Death Star DroidEndlich ist er draußen, der erste Longplayer von Robot Koch, auf dem eigens und noch recht frisch gegründeten Label Robots Don’t Sleep. Nach zahlreichen Releases mit Jahcoozi und The Tape, in denen Koch als Beatmaker und Produzent eher im Hintergrund blieb, war es nun einfach Zeit für die Soloplatte.

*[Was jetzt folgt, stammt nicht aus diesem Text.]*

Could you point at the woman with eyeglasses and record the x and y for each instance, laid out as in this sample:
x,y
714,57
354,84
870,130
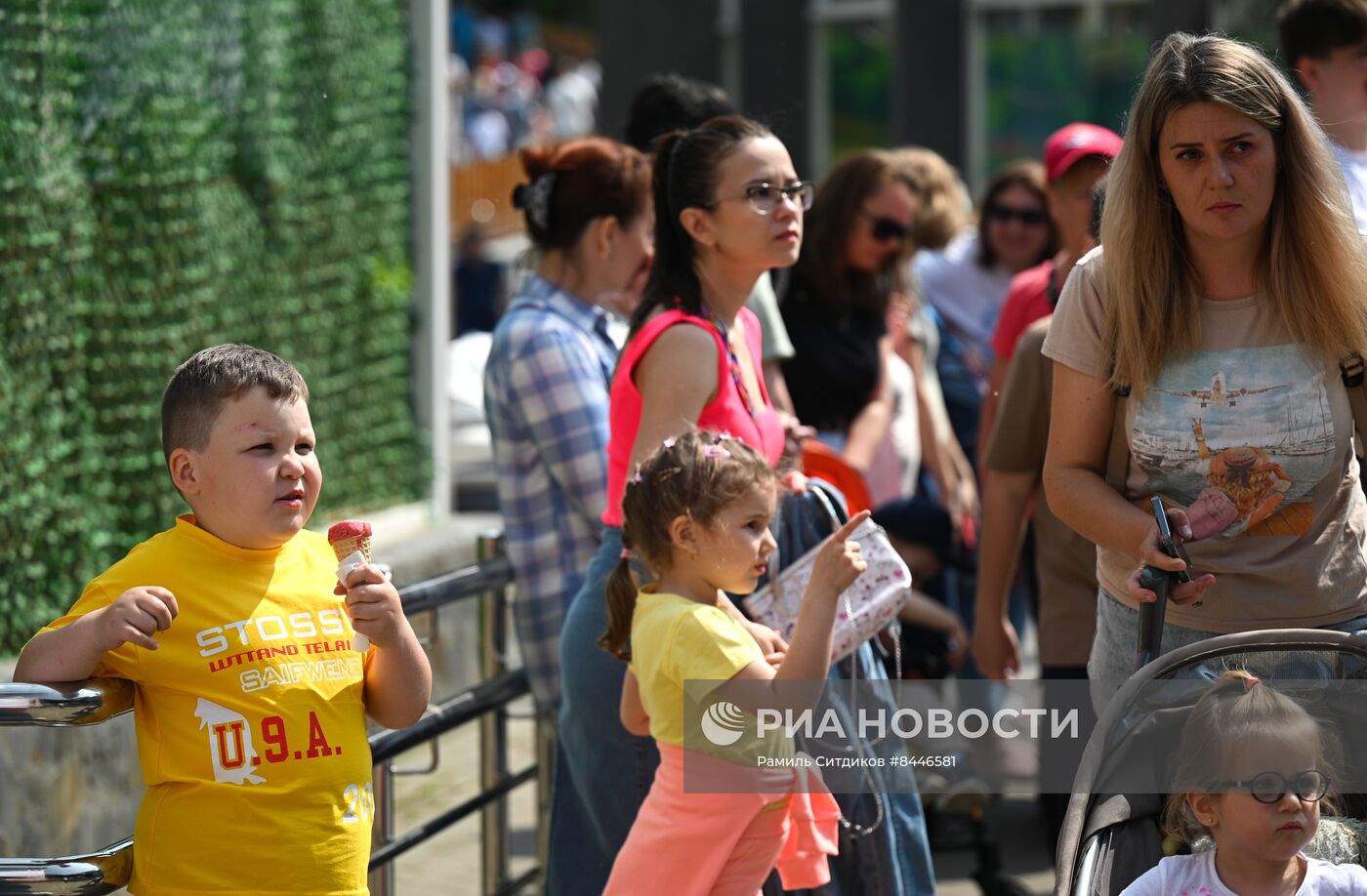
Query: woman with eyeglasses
x,y
728,207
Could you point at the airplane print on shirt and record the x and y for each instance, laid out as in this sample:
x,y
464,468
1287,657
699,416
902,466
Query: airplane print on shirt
x,y
1239,438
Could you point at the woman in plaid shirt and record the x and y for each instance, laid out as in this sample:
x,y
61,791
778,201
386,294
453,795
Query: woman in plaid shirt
x,y
546,386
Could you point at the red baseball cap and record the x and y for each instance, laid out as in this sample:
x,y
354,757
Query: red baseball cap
x,y
1072,143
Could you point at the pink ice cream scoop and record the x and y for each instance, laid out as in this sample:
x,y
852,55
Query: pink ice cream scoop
x,y
351,543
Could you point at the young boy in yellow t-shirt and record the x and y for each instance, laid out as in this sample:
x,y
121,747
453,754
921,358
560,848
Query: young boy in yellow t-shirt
x,y
250,698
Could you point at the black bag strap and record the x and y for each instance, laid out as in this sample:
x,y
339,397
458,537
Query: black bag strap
x,y
1350,369
1117,457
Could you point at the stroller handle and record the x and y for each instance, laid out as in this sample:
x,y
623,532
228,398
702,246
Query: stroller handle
x,y
1151,615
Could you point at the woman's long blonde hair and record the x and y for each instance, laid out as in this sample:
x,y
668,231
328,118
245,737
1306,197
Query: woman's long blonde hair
x,y
1311,269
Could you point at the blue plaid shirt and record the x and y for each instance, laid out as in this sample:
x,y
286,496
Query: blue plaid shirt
x,y
546,396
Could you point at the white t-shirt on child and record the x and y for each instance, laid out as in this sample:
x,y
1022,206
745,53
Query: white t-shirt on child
x,y
1195,876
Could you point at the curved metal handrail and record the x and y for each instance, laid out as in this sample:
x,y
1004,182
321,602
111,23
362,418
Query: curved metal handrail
x,y
88,875
64,704
58,705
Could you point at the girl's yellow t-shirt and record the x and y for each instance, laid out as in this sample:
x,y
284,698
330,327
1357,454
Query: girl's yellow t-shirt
x,y
249,715
676,639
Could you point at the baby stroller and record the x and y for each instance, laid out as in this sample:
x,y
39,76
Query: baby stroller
x,y
1111,834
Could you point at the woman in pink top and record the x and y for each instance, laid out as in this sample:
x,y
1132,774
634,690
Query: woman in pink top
x,y
728,207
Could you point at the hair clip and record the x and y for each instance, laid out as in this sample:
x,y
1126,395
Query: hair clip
x,y
536,200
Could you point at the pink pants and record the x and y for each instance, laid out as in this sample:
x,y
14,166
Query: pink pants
x,y
726,844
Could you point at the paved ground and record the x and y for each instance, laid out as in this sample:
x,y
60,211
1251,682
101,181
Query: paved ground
x,y
450,864
451,861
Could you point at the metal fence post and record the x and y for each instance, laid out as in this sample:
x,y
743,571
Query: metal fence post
x,y
546,748
382,832
494,761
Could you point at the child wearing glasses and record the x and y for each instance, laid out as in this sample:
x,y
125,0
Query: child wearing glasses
x,y
1253,776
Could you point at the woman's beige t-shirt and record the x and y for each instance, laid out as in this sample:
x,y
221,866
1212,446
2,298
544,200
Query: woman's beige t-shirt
x,y
1254,438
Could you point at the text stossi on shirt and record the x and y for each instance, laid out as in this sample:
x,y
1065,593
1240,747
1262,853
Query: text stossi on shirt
x,y
250,718
1254,438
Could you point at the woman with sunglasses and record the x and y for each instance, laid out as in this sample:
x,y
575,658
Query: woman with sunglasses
x,y
728,207
967,284
837,307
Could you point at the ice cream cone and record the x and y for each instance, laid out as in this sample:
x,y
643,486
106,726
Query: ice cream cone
x,y
349,539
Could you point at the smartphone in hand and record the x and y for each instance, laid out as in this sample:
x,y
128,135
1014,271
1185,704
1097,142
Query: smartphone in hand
x,y
1171,541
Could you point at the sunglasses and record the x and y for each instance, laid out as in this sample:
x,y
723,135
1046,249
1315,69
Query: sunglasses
x,y
1268,787
886,229
1007,214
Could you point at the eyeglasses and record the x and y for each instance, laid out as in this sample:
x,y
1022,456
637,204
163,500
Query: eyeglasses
x,y
1007,214
765,197
885,228
1268,787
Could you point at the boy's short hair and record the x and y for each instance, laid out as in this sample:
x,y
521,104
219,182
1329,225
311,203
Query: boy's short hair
x,y
1316,27
211,377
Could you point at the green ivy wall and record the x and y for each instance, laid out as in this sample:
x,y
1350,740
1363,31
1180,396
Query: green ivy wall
x,y
177,174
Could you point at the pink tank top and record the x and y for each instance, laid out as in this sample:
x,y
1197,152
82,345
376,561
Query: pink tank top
x,y
726,413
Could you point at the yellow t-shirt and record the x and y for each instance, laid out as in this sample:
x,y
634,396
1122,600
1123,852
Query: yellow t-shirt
x,y
676,639
249,715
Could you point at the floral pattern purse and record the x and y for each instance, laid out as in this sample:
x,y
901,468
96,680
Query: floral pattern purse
x,y
864,609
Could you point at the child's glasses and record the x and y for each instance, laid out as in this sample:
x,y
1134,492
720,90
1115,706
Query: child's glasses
x,y
1268,787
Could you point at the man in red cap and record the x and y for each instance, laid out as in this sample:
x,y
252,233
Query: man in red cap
x,y
1076,156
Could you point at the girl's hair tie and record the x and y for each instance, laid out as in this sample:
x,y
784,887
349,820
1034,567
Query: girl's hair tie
x,y
535,198
666,472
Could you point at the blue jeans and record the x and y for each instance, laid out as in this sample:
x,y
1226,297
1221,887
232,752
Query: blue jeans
x,y
894,859
601,773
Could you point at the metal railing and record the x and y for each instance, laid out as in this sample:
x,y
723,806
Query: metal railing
x,y
99,700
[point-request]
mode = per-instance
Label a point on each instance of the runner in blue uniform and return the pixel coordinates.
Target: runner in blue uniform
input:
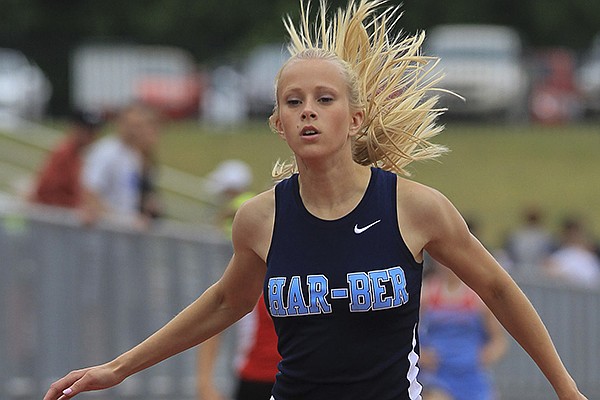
(337, 245)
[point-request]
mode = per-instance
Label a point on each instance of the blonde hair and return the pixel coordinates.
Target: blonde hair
(387, 76)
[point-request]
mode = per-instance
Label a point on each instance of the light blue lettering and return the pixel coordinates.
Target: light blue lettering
(398, 279)
(318, 287)
(377, 278)
(276, 306)
(360, 296)
(296, 305)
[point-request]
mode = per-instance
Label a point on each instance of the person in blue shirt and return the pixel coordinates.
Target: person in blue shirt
(337, 246)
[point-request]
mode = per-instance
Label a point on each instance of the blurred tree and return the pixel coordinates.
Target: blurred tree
(224, 30)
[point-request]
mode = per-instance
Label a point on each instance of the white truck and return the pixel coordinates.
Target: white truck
(106, 77)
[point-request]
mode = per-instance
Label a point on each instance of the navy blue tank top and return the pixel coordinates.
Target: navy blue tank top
(344, 297)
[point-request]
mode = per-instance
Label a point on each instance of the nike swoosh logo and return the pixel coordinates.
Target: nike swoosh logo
(358, 230)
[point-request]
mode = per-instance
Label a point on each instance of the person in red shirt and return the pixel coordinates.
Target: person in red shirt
(256, 359)
(58, 183)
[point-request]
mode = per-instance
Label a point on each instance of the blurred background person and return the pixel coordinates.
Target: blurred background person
(256, 356)
(59, 181)
(256, 359)
(528, 245)
(151, 205)
(575, 261)
(114, 167)
(230, 183)
(460, 339)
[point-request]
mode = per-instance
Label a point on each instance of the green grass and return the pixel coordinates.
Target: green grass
(491, 173)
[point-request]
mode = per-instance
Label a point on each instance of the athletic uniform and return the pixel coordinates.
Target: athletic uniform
(454, 328)
(344, 297)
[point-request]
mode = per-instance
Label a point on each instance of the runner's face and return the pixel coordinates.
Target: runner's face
(314, 116)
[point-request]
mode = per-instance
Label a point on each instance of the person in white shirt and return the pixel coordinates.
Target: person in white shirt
(112, 170)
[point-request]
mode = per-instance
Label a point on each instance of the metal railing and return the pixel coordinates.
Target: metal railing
(73, 296)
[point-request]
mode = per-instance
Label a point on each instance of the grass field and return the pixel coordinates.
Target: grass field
(491, 173)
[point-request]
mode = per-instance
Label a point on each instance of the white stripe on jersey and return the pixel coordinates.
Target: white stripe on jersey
(414, 388)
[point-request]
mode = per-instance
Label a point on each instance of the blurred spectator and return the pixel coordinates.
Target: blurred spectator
(575, 261)
(256, 356)
(529, 245)
(460, 339)
(151, 205)
(59, 181)
(230, 182)
(114, 168)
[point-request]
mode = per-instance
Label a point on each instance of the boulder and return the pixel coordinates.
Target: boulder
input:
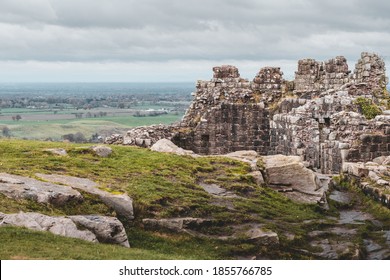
(121, 203)
(175, 224)
(57, 225)
(289, 172)
(106, 229)
(19, 187)
(90, 228)
(57, 152)
(263, 237)
(166, 146)
(102, 151)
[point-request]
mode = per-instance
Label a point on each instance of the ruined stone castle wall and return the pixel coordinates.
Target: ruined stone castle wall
(229, 128)
(321, 123)
(314, 76)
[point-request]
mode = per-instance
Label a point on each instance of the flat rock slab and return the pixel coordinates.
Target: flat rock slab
(340, 197)
(167, 146)
(335, 250)
(57, 152)
(375, 251)
(89, 228)
(354, 217)
(107, 229)
(175, 224)
(290, 172)
(261, 236)
(101, 151)
(19, 187)
(121, 203)
(216, 190)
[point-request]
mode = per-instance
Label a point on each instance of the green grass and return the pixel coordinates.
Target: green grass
(20, 243)
(161, 185)
(54, 129)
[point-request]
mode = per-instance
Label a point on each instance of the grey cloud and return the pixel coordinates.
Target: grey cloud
(215, 30)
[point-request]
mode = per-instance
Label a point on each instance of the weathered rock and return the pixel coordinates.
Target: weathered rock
(263, 237)
(95, 228)
(341, 197)
(101, 151)
(175, 224)
(375, 251)
(19, 187)
(290, 172)
(107, 229)
(216, 190)
(121, 203)
(58, 151)
(335, 250)
(354, 217)
(57, 225)
(166, 146)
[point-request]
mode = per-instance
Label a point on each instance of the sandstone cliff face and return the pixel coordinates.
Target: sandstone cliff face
(316, 117)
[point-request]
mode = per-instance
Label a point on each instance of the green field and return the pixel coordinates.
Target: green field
(105, 126)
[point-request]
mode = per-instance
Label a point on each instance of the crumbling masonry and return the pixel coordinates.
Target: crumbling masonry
(316, 116)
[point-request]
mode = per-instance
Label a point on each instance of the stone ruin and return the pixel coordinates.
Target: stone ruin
(316, 116)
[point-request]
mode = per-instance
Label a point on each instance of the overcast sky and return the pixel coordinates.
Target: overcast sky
(181, 40)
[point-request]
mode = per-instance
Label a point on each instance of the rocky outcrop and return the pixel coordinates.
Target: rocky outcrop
(317, 116)
(101, 151)
(175, 224)
(166, 146)
(289, 175)
(121, 203)
(106, 229)
(19, 187)
(144, 136)
(94, 228)
(57, 151)
(372, 178)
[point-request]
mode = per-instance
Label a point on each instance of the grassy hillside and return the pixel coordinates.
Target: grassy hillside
(55, 129)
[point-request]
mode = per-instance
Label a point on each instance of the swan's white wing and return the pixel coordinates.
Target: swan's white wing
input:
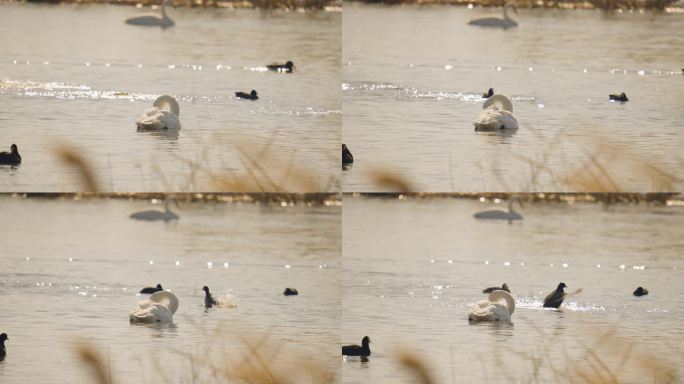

Der Titel „Death Star Droid“ lässt düsteres Bassgerumpel erwarten, aber wer schon mal was von Robot Koch gehört hat, weiß, dass das nur ein Bruchteil dessen ist, was man erwarten kann. Auf dem ersten Eindruck ist es ein Mix aus elektronischer Musik und Hip Hop. Rumms und Schublade zu? Definitives Nein! Lieber nochmal hören und auf Entdeckungsfahrt gehen: Dubstep trifft auf  wonky Hip Hop, trifft auf Synthies, trifft auf Streicher, Klavier und andere akustische Instrumente. Und da ist noch so viel mehr!

In „Death Star Droid“ ergänzen sich fette Bässe und Reglergeschrammel zum satten Einstiegsgewitter. Der Doors-Klassiker „People Are Strange“ strahlt in neuer, erhaben anmutender Klangfarbe, „While“ wirft Funken von fast schon fragiler Schönheit.

Eine Platte für Freunde basslastiger Musik, zum Mitnicken und Zurücklehnen.